Friday, January 22, 2010

This One's on Me - A Winter Cocktail

 
When Winter's at the door--as it has been for the last week here in the Bay Area, the third in a series of tropical drenchings having just passed through, dropping several inches in some places--you feel the need for something to warm the cockles of your heart, and keep your cojones from shriveling.  
 
Here's my latest concoction, a Winter Cocktail that suggests the bracing freshness of new snow powder, with a spicy sweet undertone.
 
3 Parts Gin
2 Parts Peach Schnapps
1 Part Banana Liqueur 
2 parts fresh squeezed lemon juice
 
Shaken hard and served up in a frosty cocktail glass.  
  
A favorite accompaniment to cocktails is salted pistacios roasted in the shell. Open each cracked shell with your nail, or pop'em in your mouth and split them there. The green nut's one of the classic treats.    
  

5 comments:

Jennifer Bartlett said...

Curtis,

Thank you for your nice comments on my blog. Yes, the Red Herione is an actual film. It is the first Chinese "kung fu" movie, which is ironic because it is decidedly feminist. The music was composed by a modern group. The picture you asked about wasn't that interesting -just a postcard for a reading I did.
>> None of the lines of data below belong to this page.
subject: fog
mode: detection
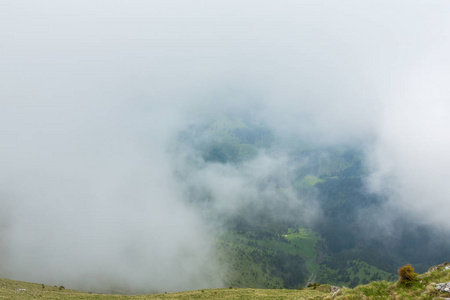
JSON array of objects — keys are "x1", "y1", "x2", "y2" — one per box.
[{"x1": 0, "y1": 0, "x2": 450, "y2": 292}]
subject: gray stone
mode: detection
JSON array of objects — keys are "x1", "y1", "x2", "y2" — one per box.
[{"x1": 436, "y1": 282, "x2": 450, "y2": 293}]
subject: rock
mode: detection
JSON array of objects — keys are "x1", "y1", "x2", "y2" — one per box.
[
  {"x1": 330, "y1": 285, "x2": 341, "y2": 298},
  {"x1": 436, "y1": 281, "x2": 450, "y2": 293},
  {"x1": 428, "y1": 261, "x2": 450, "y2": 272}
]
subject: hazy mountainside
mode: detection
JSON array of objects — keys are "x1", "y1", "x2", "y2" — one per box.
[
  {"x1": 177, "y1": 117, "x2": 450, "y2": 288},
  {"x1": 0, "y1": 262, "x2": 450, "y2": 299}
]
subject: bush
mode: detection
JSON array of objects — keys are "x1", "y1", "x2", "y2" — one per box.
[{"x1": 398, "y1": 264, "x2": 418, "y2": 287}]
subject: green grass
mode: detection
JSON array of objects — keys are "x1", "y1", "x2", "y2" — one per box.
[
  {"x1": 0, "y1": 279, "x2": 329, "y2": 300},
  {"x1": 0, "y1": 266, "x2": 450, "y2": 300}
]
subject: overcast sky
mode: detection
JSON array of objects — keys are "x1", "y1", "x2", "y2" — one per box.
[{"x1": 0, "y1": 0, "x2": 450, "y2": 290}]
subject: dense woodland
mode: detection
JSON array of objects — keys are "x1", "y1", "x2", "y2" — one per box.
[{"x1": 175, "y1": 117, "x2": 450, "y2": 288}]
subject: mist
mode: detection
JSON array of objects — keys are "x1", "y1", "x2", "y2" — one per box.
[{"x1": 0, "y1": 0, "x2": 450, "y2": 293}]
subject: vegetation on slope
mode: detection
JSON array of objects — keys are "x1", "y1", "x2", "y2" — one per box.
[{"x1": 0, "y1": 263, "x2": 450, "y2": 300}]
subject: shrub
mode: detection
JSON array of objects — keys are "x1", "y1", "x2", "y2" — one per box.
[{"x1": 398, "y1": 264, "x2": 418, "y2": 287}]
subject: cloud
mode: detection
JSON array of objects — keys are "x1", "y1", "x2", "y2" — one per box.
[{"x1": 0, "y1": 0, "x2": 450, "y2": 291}]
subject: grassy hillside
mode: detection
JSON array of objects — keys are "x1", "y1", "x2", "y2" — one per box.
[
  {"x1": 0, "y1": 279, "x2": 329, "y2": 300},
  {"x1": 0, "y1": 263, "x2": 450, "y2": 299}
]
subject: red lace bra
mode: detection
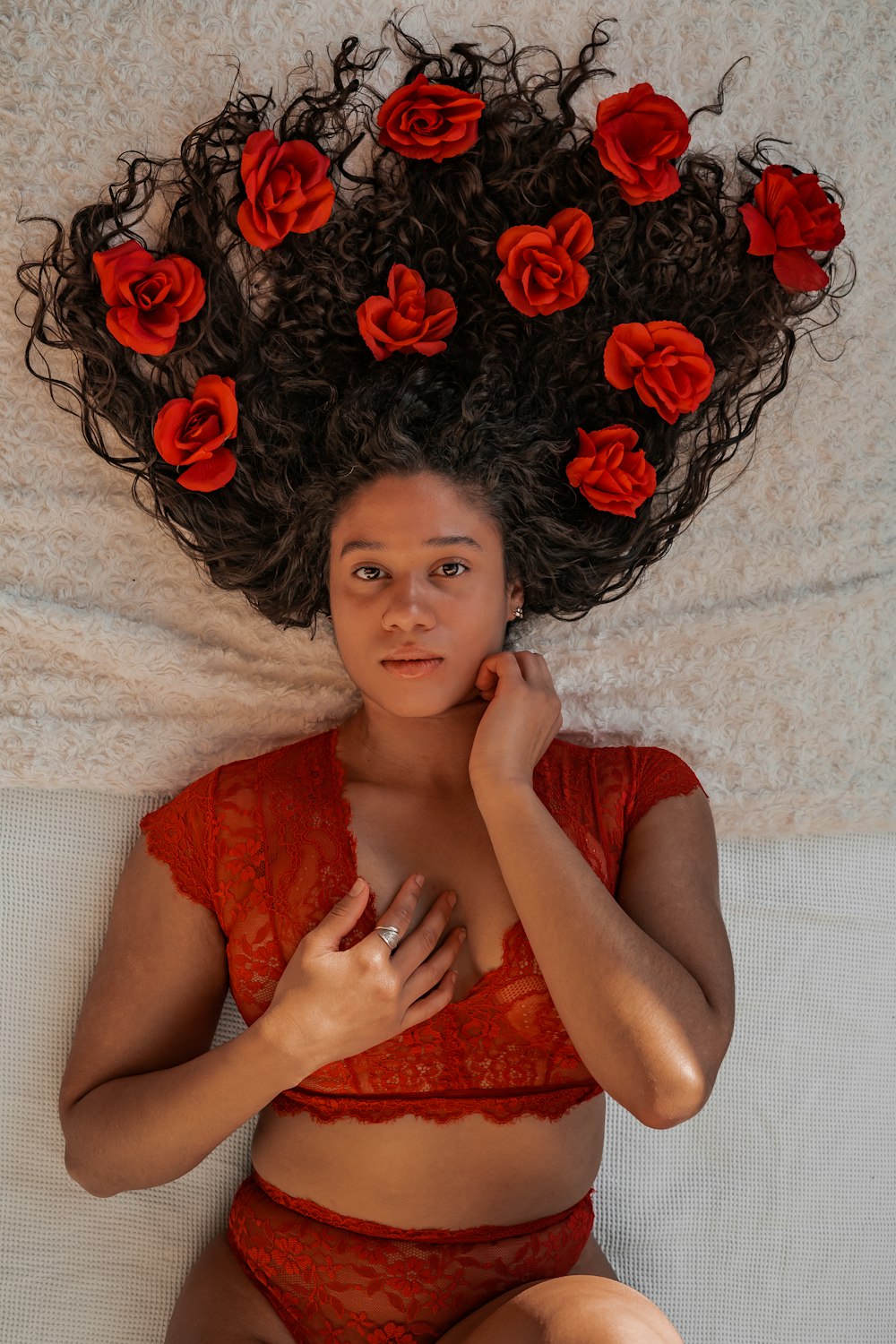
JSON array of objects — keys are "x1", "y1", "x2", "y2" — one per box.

I am writing more about disability (and feminism) at delirioushem.blogspot.com and disability and yoga at crippledyogi.blogspot.com

Also, my second poetry collection is finally coming out next year. Yeah! Sorry the Eigner was delayed.

Best, Jennifer

Kirby Olson said...

Estimate the calorie count on these two treats. Pistachios seem to have plenty. I don't know about gin or the other spirits.

Curtis Faville said...

Kirb:

I don't expect everyone to like cocktails. Hell, half the world's afraid of alcohol, and the other half is hooked on it.

What to do.

Millions of otherwise completely normal and well-adjusted people enjoy a martini before dinner three days out of five, and it appears to do them no harm.

The tavern rats who drink six packs at a time, or punch down cheap straight shots of uncut whiskey--well, they belong in a special program or something. Ugh.

In the UK, people do more social drinking (in pubs, etc.) than we do, and it seems not to do too much harm. I decided at some point to see how many different mixes I could concoct (or copy from guides) and I must've made 2000 different ones by now, never more than two at any given time. I don't have the alcoholic urge, but maybe the coffee urge. I was hooked on strong coffee during my 40's for a while, but I quit for six months just to prove to myself that I could.

If I had to quit drinking tomorrow, my only regret would be the bottles of unused goods that sit in my liquor cabinet. Otherwise, there's no necessity to do it.

The worst nuts, I believe--as far as fatty oil is concerned--are cashews. Magnificent when roasted in salt, but full of glue.

J said...

So complicated, Sir F. Chianti coolers, after a hard day of crime: Gallo & & 7-up (or club soda). Or, if your heart's up to it, Smirnoff & 7-up. Ice, shaken not stirred. Maybe shot of Grenadine, lime or tablespoon of Tang.

Replace Smirnoff with Everclear for summer phunn, follow with few grains of chiba, Best of Stan Kenton and ...Esmeraldissima

Kirby Olson said...

Cashews are quite tasty. I don't know where nuts come from. From trees, somewhere, I suppose. Do peanuts grow on trees, or out of the ground. They always just appear in the supermarket. But where do they come from?

I saw a neat documentary on cheeseburgers on the History Channel last night. The guy tracked down where the buns come from, the cheese, the meat, the onions, the lettuce, the mustard and ketchup, and even the Mt. Olive pickles (a factory in North Carolina -- !).

Pistachios are neat. I wonder if they dye them the red and green color for Christmasy reasons.